I bring this up because often liberal arts degrees are predicated on an
assumption that a person will be seen as more than their degree, even in the
labor market. That is, someone who can complete a liberal arts degree in
philosophy with good grades and the right extracurricular experiences, who has
taken a lot of the right coursework, can go on to get a master's in computer
science, or biochemistry, or a law degree, or MD, or learn the right skills
from their employer.

What we have now is a problem where too much focus is put on certification.
Employers (or their HR departments?) see a degree as a certification to do a
particular skill. They don't want to try to surmise these skills from other
experiences, or to train new employees in those skills, they want a box
checked that says "this person can do A."

This I think is the source of this trend more than anything. It's an equating
of degree major with skillset, or ability, or whatnot.

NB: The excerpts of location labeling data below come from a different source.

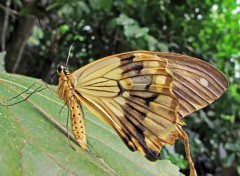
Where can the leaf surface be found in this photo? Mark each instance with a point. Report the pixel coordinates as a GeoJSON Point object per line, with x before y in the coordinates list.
{"type": "Point", "coordinates": [34, 142]}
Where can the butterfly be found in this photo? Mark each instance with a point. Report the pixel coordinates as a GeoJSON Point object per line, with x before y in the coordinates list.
{"type": "Point", "coordinates": [143, 95]}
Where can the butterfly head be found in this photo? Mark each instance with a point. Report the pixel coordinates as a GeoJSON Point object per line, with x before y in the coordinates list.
{"type": "Point", "coordinates": [63, 69]}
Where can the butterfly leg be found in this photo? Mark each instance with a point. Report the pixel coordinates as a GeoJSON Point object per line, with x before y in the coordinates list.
{"type": "Point", "coordinates": [184, 137]}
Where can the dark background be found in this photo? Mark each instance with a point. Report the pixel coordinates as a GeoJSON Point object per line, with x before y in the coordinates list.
{"type": "Point", "coordinates": [37, 34]}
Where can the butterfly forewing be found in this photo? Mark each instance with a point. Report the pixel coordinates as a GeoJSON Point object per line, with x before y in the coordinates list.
{"type": "Point", "coordinates": [134, 96]}
{"type": "Point", "coordinates": [196, 83]}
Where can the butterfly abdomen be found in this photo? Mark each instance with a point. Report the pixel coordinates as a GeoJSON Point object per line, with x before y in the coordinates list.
{"type": "Point", "coordinates": [67, 93]}
{"type": "Point", "coordinates": [77, 122]}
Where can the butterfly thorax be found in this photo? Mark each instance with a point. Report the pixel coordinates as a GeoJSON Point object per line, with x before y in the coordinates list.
{"type": "Point", "coordinates": [65, 88]}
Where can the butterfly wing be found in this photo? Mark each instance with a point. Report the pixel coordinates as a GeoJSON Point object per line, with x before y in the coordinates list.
{"type": "Point", "coordinates": [132, 92]}
{"type": "Point", "coordinates": [196, 83]}
{"type": "Point", "coordinates": [141, 95]}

When you live in a society where having X degree is required, either by
employer hiring practices or by law, as a certification of being able to do A,
B, or C task--even if you do not _actually_ need that particular degree to do
those tasks--you are inevitably going to see everyone want to have X degree.
When you create an economic environment driven by rent seeking and regulatory
capture of one sort or another, you're going to see people try to position
themselves accordingly.

I think the rise in interests in MOOCs, etc., and criticism of traditional
educational structures in part is a response to this overcredentialing. The
irony is that the liberal arts degree, which is supposed to be a kind of happy
medium, kind of has been squeezed out from both sides of that argument.